TotalEnergies conteste la légitimité de la décision
Dans son recours, TotalEnergies s’appuie sur plusieurs arguments juridiques. Le groupe met en avant la position du ministère public, qui a estimé dans cette affaire que « le changement climatique est un phénomène mondial qui est “l’affaire de tous mais essentiellement une responsabilité de la communauté internationale des États” ». Cette position est reprise par TotalEnergies pour justifier son opposition à l’injonction du tribunal : selon le groupe, la loi sur le devoir de vigilance vise à responsabiliser les entreprises sur les risques liés à leurs activités directes, à celles de leurs filiales et de leurs fournisseurs, mais pas à celles de leurs clients, sur lesquelles elles n’ont aucun contrôle.
« Imposer à des entreprises du secteur de l’énergie ou de la défense, de l’aéronautique ou de l’automobile un contrôle des risques résultant de l’utilisation de leurs produits par leurs clients n’apparaît pas conforme aux objectifs de la loi, ni aux principes de sécurité juridique et de liberté d’entreprendre », a déclaré TotalEnergies. Le groupe souligne que cette interprétation élargie de la loi pourrait entraîner une insécurité juridique pour l’ensemble des industries concernées. « Cette décision pourrait créer un précédent dangereux pour les entreprises françaises », a ajouté un porte-parole du groupe.
Un contentieux climatique qui dépasse les frontières
Ce dossier s’inscrit dans une vague mondiale de contentieux climatiques visant les multinationales. Aux Pays-Bas, la Cour suprême doit notamment se prononcer en dernière instance sur le groupe Shell, après l’annulation en appel d’un jugement historique de 2021. Ce dernier imposait à Shell de réduire ses émissions de CO2 de 45 % d’ici à 2030. « Les multinationales du secteur énergétique sont de plus en plus ciblées par des actions en justice, et la France n’est pas un cas isolé », explique un expert en droit environnemental.

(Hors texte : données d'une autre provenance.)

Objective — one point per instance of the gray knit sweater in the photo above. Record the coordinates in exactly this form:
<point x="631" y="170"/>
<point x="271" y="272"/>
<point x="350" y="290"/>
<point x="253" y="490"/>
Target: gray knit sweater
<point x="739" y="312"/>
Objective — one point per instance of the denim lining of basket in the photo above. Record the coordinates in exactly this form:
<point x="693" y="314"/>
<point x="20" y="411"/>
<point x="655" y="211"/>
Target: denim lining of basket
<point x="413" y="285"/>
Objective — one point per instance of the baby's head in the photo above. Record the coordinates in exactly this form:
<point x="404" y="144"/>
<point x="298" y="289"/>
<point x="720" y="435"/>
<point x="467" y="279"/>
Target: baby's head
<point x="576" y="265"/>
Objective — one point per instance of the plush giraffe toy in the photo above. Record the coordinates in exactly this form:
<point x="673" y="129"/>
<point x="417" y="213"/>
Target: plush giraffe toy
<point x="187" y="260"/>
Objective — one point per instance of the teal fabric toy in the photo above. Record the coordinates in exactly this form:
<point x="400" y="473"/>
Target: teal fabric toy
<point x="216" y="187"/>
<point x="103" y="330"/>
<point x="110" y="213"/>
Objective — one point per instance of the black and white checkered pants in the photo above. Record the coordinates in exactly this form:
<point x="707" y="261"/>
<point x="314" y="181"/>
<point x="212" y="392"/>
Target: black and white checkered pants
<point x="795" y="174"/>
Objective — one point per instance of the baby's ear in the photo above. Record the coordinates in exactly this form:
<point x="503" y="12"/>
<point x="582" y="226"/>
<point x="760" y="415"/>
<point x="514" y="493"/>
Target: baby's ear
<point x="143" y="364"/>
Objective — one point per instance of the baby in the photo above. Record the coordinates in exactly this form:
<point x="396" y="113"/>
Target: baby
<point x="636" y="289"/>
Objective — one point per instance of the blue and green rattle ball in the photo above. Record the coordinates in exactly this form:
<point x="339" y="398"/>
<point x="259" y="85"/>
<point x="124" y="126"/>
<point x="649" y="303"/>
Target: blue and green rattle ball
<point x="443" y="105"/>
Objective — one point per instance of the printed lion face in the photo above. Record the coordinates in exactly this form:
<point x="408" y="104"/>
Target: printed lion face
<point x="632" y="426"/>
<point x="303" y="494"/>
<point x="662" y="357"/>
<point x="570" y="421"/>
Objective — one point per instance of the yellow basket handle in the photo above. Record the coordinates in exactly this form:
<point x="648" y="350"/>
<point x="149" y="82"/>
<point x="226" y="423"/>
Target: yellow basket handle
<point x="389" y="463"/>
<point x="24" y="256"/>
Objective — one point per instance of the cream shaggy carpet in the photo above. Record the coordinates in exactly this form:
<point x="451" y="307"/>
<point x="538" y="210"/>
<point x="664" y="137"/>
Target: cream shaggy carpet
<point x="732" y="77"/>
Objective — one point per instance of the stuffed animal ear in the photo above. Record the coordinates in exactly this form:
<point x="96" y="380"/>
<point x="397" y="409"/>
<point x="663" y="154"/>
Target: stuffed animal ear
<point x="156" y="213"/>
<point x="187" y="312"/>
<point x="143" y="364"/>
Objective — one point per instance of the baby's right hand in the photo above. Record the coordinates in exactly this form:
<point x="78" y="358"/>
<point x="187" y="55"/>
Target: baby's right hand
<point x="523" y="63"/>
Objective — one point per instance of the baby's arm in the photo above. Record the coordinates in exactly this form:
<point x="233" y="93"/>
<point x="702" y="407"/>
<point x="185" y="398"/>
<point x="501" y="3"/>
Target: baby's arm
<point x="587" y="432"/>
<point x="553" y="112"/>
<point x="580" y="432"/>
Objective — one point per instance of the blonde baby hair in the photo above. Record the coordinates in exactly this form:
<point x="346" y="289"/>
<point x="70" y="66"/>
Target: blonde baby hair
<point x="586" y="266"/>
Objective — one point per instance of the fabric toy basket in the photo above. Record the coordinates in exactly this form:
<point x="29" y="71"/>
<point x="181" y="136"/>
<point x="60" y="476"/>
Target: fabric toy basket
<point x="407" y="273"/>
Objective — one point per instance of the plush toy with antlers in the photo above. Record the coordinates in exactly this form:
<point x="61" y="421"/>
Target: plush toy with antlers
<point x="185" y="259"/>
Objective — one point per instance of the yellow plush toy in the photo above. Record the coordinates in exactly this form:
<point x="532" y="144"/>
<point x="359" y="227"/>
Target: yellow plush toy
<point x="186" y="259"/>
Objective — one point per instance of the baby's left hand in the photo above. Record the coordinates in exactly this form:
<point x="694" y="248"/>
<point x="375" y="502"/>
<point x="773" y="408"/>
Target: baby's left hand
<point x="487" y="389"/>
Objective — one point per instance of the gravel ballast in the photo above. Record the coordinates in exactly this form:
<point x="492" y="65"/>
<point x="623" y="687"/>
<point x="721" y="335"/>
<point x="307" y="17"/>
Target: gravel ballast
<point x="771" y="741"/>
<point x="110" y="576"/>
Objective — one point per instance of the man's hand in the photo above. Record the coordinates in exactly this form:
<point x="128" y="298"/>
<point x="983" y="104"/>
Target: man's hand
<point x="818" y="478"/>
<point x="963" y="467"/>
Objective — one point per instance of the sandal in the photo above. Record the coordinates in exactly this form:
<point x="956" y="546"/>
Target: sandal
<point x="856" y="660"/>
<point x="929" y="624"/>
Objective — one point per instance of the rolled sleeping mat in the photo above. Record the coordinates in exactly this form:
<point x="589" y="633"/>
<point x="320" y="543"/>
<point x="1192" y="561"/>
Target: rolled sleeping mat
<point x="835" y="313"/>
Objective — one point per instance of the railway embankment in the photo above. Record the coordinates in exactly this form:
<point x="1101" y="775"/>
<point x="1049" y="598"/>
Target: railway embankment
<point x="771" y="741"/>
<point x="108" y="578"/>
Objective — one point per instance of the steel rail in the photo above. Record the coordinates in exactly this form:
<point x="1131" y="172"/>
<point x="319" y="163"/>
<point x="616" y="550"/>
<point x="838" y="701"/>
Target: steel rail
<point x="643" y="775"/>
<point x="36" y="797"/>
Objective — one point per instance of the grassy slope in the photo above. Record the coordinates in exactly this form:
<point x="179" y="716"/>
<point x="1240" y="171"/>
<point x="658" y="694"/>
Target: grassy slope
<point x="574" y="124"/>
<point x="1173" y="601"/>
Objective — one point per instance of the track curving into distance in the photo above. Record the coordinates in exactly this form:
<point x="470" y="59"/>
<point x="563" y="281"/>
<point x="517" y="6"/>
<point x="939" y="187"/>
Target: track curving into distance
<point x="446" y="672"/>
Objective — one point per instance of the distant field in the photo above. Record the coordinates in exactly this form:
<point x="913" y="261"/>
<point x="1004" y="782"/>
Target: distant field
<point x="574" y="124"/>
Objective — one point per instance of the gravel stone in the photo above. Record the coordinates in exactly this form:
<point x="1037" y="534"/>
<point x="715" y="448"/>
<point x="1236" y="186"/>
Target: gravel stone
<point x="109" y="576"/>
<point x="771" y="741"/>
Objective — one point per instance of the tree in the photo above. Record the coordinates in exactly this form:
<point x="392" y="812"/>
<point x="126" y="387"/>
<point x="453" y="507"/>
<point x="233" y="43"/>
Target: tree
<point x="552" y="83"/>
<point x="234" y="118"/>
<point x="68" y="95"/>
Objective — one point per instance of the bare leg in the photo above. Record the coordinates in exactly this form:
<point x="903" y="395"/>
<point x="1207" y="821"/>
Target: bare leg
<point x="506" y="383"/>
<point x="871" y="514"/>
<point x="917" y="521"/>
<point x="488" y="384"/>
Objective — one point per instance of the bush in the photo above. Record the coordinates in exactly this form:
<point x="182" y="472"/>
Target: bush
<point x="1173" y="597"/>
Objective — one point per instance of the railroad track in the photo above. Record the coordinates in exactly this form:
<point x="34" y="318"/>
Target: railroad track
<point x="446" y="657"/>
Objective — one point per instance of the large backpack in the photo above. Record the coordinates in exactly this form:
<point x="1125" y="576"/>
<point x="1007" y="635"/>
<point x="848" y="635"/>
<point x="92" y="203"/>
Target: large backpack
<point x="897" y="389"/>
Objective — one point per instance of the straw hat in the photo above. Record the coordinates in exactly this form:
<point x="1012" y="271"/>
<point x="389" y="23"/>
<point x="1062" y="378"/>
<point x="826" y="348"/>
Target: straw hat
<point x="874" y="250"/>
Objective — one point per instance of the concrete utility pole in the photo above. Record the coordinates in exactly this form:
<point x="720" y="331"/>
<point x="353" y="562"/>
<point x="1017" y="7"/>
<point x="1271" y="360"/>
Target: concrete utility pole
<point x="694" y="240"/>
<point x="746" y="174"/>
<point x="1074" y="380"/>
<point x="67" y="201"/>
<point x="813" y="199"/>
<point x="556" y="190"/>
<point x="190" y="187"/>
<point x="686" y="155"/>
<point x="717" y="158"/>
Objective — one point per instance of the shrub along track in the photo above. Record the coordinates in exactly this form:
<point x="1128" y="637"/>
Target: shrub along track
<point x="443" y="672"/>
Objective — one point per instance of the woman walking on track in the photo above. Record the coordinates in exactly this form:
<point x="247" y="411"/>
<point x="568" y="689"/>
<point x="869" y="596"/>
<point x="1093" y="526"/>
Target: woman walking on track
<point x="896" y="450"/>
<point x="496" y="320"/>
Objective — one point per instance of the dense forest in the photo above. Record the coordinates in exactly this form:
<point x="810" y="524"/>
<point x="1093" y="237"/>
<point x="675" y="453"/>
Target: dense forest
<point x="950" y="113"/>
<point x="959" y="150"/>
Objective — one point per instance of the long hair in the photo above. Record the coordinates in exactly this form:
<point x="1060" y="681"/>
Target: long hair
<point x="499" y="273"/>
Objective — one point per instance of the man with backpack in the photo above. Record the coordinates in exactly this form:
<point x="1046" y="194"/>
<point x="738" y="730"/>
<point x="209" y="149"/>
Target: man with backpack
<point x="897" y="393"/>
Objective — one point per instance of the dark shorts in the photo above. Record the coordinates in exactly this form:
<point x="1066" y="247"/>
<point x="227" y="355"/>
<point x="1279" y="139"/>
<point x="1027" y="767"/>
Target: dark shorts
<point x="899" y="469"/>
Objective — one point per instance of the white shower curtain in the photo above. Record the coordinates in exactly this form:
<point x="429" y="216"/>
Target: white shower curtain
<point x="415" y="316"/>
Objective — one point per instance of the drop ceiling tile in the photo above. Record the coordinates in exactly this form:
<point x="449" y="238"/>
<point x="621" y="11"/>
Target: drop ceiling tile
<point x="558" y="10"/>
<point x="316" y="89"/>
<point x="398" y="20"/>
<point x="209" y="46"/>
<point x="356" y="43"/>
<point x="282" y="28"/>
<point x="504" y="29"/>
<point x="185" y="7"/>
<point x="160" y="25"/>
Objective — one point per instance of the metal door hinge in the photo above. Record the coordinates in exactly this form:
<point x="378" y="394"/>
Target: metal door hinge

En France, plusieurs associations et collectivités locales ont salué la décision du tribunal de Paris, la qualifiant de « nécessaire pour faire évoluer les pratiques des géants du pétrole ». « Ce jugement envoie un signal fort : les entreprises doivent désormais prendre en compte l’impact global de leurs activités, y compris en aval de leur chaîne de valeur », a réagi une porte-parole de l’association Les Amis de la Terre. Pour TotalEnergies, cette décision représente un défi majeur, alors que le groupe mise sur une transition énergétique progressive, tout en maintenant ses activités traditionnelles.
Quant aux autres entreprises concernées par la loi sur le devoir de vigilance, elles suivent de près l’évolution de ce dossier. « Une décision favorable à TotalEnergies pourrait rassurer les autres groupes, tandis qu’un rejet renforcerait la pression juridique sur les acteurs du secteur », analyse un analyste financier.
Le tribunal a jugé que le plan de vigilance du groupe ne prenait pas suffisamment en compte les émissions de CO2 générées par l’utilisation de ses produits par ses clients. Selon les magistrats, cette omission rendait le document « incomplet » au regard de la loi sur le devoir de vigilance, qui impose aux entreprises de cartographier l’ensemble des risques liés à leurs activités, y compris en aval de leur chaîne de valeur.
L’exécution provisoire est un mécanisme juridique qui permet à une décision de justice d’être appliquée immédiatement, même en cas de recours. Dans ce dossier, elle oblige TotalEnergies à se conformer à l’injonction du tribunal dès sa notification, sans attendre l’issue de l’appel. Ce mécanisme est exceptionnel et réservé aux cas où le juge estime que l’urgence le justifie, comme ici pour la lutte contre le changement climatique.